Enfin, sans qu’il eût un seul moment la pensée de s’en préoccuper et si peu loin que les événemens fussent derrière lui, le sabotier recommençait à être avec Zéphyr ce qu’il avait été avec Adeline. Dès que l’orphelin eut l’âge, Protat le mit à l’école. — Apprenez-lui vite tout ce qu’il faut savoir pour n’être point un âne, avait dit le sabotier au magister, et dare, dare ! que je puisse lui mettre un outil à la main. S’il ne me fait pas honneur, au moins qu'il me fasse profit ; c’est bien le moins après tout ce que j’ai fait pour lui. — Et il avait ajouté : Je crains qu’il n’ait l’entendement un peu dur ; mais ne vous gênez pas, vous pouvez taper.

La recommandation allait d’autant mieux à son adresse, que le magister de Montigny ne pratiquait point la patience comme vertu scolaire. Quand il faisait une explication à ses écoliers, si elle n’était pas comprise du premier coup, ce n’était pas lui qui la recommençait, c’était la palette, et il frappait comme un sourd qu’il était.
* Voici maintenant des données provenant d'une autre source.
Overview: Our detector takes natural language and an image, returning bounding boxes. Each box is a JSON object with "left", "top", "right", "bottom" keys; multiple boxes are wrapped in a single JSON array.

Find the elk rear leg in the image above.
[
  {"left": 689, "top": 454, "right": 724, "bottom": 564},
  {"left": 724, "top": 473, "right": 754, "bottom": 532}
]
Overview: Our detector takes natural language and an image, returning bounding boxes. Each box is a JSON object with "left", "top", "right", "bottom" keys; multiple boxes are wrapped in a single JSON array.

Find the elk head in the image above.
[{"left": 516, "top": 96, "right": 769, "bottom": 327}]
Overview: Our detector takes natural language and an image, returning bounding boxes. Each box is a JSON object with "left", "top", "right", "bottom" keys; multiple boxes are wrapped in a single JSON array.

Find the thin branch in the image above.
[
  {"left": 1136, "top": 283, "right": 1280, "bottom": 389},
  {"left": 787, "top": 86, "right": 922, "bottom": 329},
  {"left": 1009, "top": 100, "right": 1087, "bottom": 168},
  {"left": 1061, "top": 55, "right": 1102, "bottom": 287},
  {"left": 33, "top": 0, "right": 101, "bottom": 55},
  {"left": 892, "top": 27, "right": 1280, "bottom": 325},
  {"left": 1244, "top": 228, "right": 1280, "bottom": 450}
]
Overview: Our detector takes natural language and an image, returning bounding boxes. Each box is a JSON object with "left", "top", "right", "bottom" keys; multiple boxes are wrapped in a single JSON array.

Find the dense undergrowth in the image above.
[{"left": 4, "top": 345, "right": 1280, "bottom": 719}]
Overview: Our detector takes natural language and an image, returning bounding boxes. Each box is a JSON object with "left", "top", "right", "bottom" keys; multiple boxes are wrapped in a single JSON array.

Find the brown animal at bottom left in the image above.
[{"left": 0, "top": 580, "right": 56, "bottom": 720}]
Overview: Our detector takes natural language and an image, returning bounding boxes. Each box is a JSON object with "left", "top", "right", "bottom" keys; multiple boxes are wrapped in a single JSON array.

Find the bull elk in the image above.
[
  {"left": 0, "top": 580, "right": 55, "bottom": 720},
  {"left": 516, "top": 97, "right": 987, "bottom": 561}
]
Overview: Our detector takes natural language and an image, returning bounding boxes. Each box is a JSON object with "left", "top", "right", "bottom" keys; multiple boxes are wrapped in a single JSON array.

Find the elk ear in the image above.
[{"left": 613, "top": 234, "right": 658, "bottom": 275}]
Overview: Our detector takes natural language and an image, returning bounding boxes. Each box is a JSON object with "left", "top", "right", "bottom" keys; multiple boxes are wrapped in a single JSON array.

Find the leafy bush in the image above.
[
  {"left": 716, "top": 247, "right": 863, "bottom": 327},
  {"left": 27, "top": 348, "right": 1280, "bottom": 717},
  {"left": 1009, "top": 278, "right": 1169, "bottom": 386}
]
Zéphyr, aussi bien doué du côté de l’intelligence qu’il l’était peu physiquement, aurait pu, sans doute, apprendre vite et bien ; mais le maître d’école, habitué à l’opacité têtue des marmots confiés à ses soins, confondit de confiance le nouvel écolier avec les autres, et ne remarqua point ou ne voulut pas remarquer les heureuses dispositions de Zéphyr, il le mit au régime commun : la brutalité et les coups. L’orphelin, s’apercevant qu’il n’y avait dans le résultat aucune différence entre bien faire et ne rien faire, prit le parti de suivre la pente naturelle qui le portait à l’indolence. Un vague sentiment de justice et de fierté froissées commencèrent à développer en lui des instans de rébellion. À l’active brutalité du maître, l’écolier opposait une obstination passive ; maltraité en outre par ses petits camarades, qui avaient repoussé ses avances, ses instincts d’expansion refoulés commencèrent à déposer en lui les germes d’une misanthropie qui lui donnèrent une apparence farouche. Quant à Protat, les renseignemens du maître d’école ne firent, comme on le pense, qu’augmenter encore les fâcheuses dispositions qu’il avait à l’égard de Zéphyr, et cette fois elles se montrèrent d’autant plus agressives, qu’elles semblaient puiser dans les mauvaises notes du maître d’école une apparence de justification.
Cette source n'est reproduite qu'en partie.